WWTP: wastewater treatment plant; ND: not detected.

Approximately 70%–80% of the nicotine absorbed by smokers is converted to COT and excreted in the urine [33]. The high concentration of COT in the different urban wastewater samples is due to the widespread consumption of tobacco and the large population in China. 6-MAM and MC have never been studied in wastewater using on-line SPE. 6-MAM is a minor but exclusive metabolite of heroin used as a specific detection marker for heroin abuse because MOR and COD cannot be acetylated to form 6-MAM in vivo [34]. MC is a psychoactive substance of the cathinone class that acts similarly to MA and can cause acute health problems and drug dependence [35]. In all samples, the detection rate of 6-MAM was zero, and the average concentration of MC was extremely low. Generally, the levels of COC, BZE, COD, MOR, and MDMA found in this study were lower than those previously reported in the UK and Spain [[36], [37], [38]].

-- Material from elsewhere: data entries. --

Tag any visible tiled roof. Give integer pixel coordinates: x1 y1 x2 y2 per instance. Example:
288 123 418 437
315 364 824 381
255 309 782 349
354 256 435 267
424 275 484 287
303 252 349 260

All collected wastewater samples were determined simultaneously using the off-line SPE methods described by Wang et al. [27], and the results are presented in Table 3. The difference in concentration levels detected for each substance by the two data sets was calculated to evaluate the difference between the two methods. The difference in rates was defined as the percentage of the difference between the concentration of the same target substance detected using both SPE methods and compared with the detected concentration using the off-line SPE. The results showed that the difference in rate was between −19.91% and −20.44%, and the error range was acceptable, which proved that the optimized on-line SPE method had good applicability and could be used as an effective alternative method for the detection of illicit drugs in wastewater samples.

Table 3.

Concentrations (ng/L) of compounds selected by off-line SPE method in influent wastewater samples from WWTPs in 33 cities in China.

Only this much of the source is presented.